Bab VIII: Adipati
Seiring dengan berlalunya hari yang berubah menjadi minggu, Isabella perlahan-lahan mulai terbiasa dengan ritme kehidupan di dalam Harem. Kehadiran Raja menjadi jarang, perhatiannya tampak tersita oleh urusan negara pasca perang. Namun, ketika dia muncul, itu selalu dengan tampilan kemewahan dan berlebihan.
Isabella mengamati dengan campuran rasa kagum dan jijik saat Raja datang, ditemani oleh rombongan selir yang bersemangat untuk menyenangkannya. Mereka menari untuknya, gerakan mereka anggun namun diselingi dengan keputusasaan saat mereka berusaha menarik perhatiannya. Di rumah pemandian, Isabella menyaksikan Raja dilayani oleh beberapa wanita telanjang sekaligus, pengabdian mereka menjadi pengingat yang jelas akan status mereka yang rendah.
Di antara para selir, Lady Dara menonjol sebagai pendamping favorit Raja, kehadirannya di kamar Raja sering terjadi dan memicu bisikan iri dan spekulasi di antara yang lain. Namun, Isabella tetap bertekad untuk mengikuti nasihat Alicent, berusaha tidak menarik perhatian Raja sejauh mungkin.
Meskipun rutinitas ketat yang diberlakukan oleh kehidupan di dalam Harem, Isabella menemukan ketenangan dalam momen-momen istirahat yang berhasil dia ciptakan untuk dirinya sendiri.
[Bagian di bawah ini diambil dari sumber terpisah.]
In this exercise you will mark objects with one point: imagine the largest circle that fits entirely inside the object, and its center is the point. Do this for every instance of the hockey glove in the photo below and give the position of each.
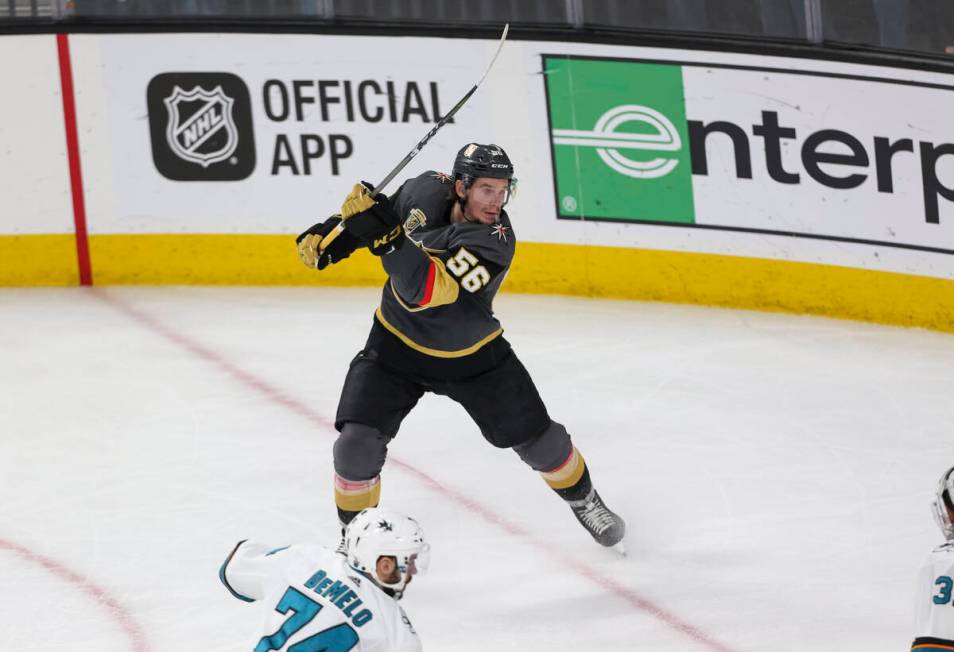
(368, 218)
(323, 245)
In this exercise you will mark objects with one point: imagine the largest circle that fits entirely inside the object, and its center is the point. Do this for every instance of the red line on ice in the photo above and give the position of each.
(99, 595)
(273, 393)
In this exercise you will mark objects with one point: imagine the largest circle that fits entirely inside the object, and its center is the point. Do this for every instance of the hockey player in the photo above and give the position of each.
(317, 599)
(446, 244)
(935, 596)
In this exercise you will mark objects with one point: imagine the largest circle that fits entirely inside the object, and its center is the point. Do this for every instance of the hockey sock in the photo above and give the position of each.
(351, 496)
(571, 479)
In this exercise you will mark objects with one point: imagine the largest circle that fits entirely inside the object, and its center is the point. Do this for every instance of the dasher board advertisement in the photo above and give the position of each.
(735, 148)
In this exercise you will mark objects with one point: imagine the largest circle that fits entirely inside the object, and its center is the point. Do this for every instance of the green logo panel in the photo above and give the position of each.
(619, 140)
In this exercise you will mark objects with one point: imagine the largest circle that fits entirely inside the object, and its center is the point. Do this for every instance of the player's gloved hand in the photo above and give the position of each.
(368, 218)
(322, 244)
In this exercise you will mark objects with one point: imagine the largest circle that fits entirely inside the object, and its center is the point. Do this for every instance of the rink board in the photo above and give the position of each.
(718, 178)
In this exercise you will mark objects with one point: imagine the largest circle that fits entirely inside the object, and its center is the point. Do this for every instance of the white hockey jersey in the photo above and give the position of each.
(315, 601)
(935, 602)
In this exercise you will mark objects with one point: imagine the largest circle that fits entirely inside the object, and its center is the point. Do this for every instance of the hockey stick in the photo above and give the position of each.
(430, 134)
(443, 121)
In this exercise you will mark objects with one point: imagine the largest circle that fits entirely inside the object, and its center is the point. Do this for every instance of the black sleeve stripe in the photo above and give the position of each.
(225, 581)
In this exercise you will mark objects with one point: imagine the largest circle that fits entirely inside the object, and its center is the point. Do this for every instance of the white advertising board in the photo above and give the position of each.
(34, 172)
(791, 159)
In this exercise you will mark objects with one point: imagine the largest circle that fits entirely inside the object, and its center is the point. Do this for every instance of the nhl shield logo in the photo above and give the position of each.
(200, 125)
(201, 128)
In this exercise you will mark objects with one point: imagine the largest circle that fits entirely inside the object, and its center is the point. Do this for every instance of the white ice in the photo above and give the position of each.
(774, 470)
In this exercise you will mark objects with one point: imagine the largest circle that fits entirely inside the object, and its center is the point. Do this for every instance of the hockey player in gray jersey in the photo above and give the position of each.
(446, 244)
(935, 595)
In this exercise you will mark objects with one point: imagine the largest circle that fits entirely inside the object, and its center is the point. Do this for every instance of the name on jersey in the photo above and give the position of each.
(340, 595)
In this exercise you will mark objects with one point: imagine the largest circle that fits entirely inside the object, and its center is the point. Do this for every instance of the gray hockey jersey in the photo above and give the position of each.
(438, 299)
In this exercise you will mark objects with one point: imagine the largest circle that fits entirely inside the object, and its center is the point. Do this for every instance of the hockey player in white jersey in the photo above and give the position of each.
(320, 600)
(935, 596)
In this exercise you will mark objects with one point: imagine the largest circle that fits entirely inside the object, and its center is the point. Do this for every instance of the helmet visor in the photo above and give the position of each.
(487, 194)
(419, 562)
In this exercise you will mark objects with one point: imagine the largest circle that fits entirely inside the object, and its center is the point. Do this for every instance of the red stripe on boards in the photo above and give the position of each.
(72, 151)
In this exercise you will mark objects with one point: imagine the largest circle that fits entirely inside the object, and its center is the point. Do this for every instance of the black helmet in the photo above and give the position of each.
(475, 160)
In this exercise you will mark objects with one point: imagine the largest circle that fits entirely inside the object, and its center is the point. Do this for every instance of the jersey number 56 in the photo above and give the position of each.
(466, 266)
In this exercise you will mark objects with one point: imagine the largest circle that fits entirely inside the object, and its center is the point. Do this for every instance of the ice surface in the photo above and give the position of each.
(774, 470)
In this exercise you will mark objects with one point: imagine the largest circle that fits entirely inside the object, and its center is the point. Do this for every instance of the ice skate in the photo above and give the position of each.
(605, 526)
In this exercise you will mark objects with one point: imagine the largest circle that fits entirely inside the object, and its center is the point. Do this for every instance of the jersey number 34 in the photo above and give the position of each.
(339, 638)
(944, 584)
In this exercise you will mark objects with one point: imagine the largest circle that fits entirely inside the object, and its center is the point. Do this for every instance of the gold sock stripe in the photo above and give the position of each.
(353, 496)
(567, 474)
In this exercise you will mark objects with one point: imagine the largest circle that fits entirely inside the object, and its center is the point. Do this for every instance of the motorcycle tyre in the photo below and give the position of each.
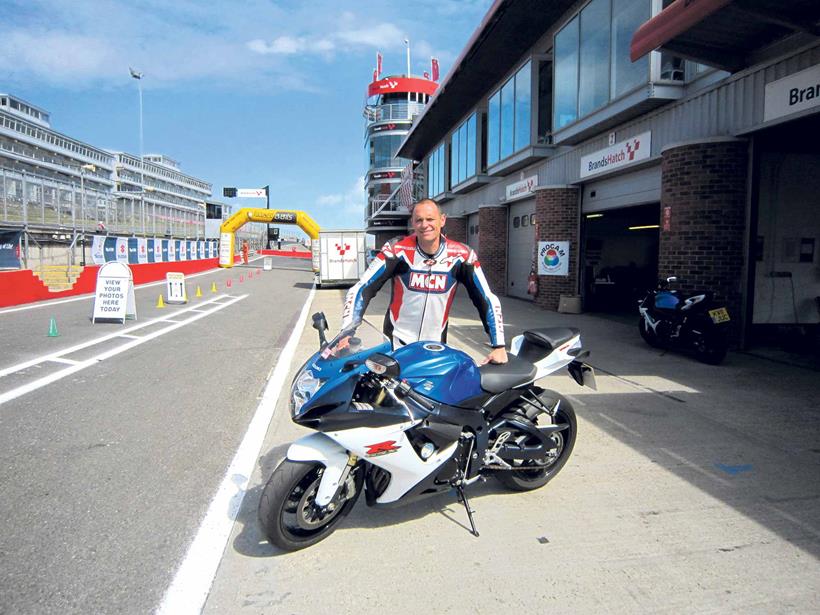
(650, 337)
(712, 351)
(287, 476)
(524, 480)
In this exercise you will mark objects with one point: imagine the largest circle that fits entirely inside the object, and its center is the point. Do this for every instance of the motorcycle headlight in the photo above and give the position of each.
(304, 387)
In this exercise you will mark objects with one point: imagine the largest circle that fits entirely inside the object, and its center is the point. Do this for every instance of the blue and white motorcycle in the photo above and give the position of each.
(415, 422)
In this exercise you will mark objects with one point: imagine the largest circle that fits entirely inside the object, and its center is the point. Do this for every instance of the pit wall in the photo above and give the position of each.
(22, 286)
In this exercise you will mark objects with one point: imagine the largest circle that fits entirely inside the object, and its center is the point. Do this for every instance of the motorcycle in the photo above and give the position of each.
(670, 318)
(424, 419)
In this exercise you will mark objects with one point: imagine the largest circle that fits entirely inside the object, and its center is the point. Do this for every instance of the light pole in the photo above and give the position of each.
(138, 76)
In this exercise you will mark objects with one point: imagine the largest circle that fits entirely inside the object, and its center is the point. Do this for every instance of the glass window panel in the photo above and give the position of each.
(566, 75)
(593, 89)
(523, 95)
(454, 175)
(493, 125)
(507, 118)
(627, 16)
(471, 145)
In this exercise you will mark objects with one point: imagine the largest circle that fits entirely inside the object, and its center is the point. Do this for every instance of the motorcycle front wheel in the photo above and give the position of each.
(535, 473)
(287, 513)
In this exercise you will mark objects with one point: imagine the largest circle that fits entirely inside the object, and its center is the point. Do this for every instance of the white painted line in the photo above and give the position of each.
(696, 468)
(620, 425)
(47, 303)
(66, 361)
(98, 340)
(81, 365)
(192, 582)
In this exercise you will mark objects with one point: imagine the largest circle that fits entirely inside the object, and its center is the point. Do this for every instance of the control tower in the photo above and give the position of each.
(391, 183)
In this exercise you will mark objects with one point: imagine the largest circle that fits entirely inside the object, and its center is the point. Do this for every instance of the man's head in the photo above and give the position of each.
(427, 223)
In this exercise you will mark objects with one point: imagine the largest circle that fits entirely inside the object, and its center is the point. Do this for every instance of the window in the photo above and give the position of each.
(508, 117)
(462, 152)
(592, 65)
(435, 172)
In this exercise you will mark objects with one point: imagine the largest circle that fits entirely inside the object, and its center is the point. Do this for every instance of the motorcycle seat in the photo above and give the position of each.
(550, 337)
(498, 378)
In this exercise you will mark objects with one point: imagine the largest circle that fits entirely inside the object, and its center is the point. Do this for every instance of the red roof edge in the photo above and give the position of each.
(675, 19)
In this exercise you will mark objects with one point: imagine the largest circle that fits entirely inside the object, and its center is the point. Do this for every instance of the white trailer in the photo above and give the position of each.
(339, 257)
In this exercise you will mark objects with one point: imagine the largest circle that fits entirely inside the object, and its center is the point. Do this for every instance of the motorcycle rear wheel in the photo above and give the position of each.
(286, 509)
(537, 473)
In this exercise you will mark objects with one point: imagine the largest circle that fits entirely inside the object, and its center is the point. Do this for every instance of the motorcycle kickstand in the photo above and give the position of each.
(462, 498)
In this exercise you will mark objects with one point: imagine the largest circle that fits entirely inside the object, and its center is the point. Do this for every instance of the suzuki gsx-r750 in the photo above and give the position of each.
(415, 422)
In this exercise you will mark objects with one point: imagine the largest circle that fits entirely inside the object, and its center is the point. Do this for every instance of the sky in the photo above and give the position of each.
(242, 94)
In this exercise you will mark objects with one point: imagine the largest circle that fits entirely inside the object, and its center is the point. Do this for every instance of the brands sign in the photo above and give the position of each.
(553, 258)
(522, 188)
(251, 193)
(792, 94)
(621, 154)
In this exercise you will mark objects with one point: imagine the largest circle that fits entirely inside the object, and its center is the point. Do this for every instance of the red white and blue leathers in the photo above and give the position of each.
(423, 290)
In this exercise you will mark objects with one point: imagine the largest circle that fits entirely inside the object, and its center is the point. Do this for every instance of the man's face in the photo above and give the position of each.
(427, 222)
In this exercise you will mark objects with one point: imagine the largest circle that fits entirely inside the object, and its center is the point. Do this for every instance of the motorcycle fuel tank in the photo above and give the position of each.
(439, 372)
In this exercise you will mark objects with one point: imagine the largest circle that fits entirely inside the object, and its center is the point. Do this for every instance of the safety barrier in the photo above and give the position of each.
(22, 286)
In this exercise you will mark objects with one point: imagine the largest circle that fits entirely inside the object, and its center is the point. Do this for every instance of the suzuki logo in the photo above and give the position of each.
(428, 281)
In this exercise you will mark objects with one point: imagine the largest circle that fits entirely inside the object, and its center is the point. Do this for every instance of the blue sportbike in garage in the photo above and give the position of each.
(415, 422)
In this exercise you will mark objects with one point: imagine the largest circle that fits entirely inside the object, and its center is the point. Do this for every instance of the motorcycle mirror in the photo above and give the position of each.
(383, 365)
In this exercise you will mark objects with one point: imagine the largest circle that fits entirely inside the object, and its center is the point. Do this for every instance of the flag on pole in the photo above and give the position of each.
(406, 186)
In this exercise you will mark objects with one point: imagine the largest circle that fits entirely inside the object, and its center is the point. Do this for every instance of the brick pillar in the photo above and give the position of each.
(556, 214)
(703, 206)
(492, 245)
(456, 228)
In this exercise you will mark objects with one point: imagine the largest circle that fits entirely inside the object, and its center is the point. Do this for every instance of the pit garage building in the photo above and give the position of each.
(632, 140)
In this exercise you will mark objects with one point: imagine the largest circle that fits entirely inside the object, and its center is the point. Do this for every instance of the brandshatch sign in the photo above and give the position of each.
(621, 154)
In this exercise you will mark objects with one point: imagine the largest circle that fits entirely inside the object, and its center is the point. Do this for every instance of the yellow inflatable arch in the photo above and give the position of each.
(227, 238)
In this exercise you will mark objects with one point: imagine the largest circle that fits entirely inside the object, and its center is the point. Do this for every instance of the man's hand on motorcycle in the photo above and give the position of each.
(496, 356)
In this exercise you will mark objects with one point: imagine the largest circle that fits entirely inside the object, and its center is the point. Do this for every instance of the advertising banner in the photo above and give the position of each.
(10, 249)
(553, 258)
(142, 250)
(98, 250)
(132, 251)
(122, 250)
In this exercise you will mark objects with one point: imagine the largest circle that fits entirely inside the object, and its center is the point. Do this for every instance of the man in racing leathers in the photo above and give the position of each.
(426, 268)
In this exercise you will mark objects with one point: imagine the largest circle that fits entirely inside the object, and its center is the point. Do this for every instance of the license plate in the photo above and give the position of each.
(719, 315)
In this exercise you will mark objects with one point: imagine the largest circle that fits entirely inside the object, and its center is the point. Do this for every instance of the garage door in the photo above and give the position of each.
(521, 240)
(472, 232)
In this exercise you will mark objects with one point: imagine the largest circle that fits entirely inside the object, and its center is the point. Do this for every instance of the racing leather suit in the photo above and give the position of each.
(423, 290)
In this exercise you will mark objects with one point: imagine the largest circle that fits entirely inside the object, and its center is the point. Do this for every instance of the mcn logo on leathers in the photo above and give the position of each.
(428, 281)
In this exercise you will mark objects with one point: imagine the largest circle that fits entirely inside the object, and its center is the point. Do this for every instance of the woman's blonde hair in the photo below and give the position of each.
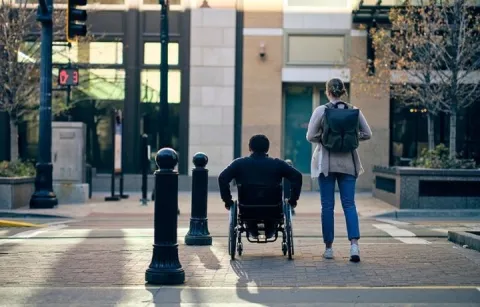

Di tengah pelajaran bahasa, seni, musik, dan sejarah yang mengisi hari-harinya, dia menghargai momen-momen damai yang langka di perusahaan Alicent dan kesendirian berharga yang dia temukan di dekat aliran sungai tersembunyi di taman, di mana dia bisa benar-benar sendiri, biasanya saat pagi buta ketika semua orang masih tidur. Jauh dari bisikan kacau Harem, mata-mata tajam Lady Theda dan tugas-tugas merendahkan yang dia berikan, Isabella mengizinkan dirinya untuk bernapas, gemericik lembut aliran sungai menjadi balsem yang menenangkan bagi jiwanya yang lelah.
Meskipun dia berusaha menghindari perhatiannya, Isabella tidak bisa tidak memperhatikan intensitas tatapan Raja setiap kali mereka bertemu. Dan pada kesempatan langka ketika dia berani menatap matanya, dia mendapati dirinya terpesona oleh keindahan matanya, begitu indah hingga tampak menyembunyikan kegelapan yang bersembunyi di dalam jiwanya. Bahkan dalam momen privasi yang tenang, Isabella merasa seperti bayangan tatapan Raja membayangi, mata birunya yang tajam mengikuti setiap gerakannya.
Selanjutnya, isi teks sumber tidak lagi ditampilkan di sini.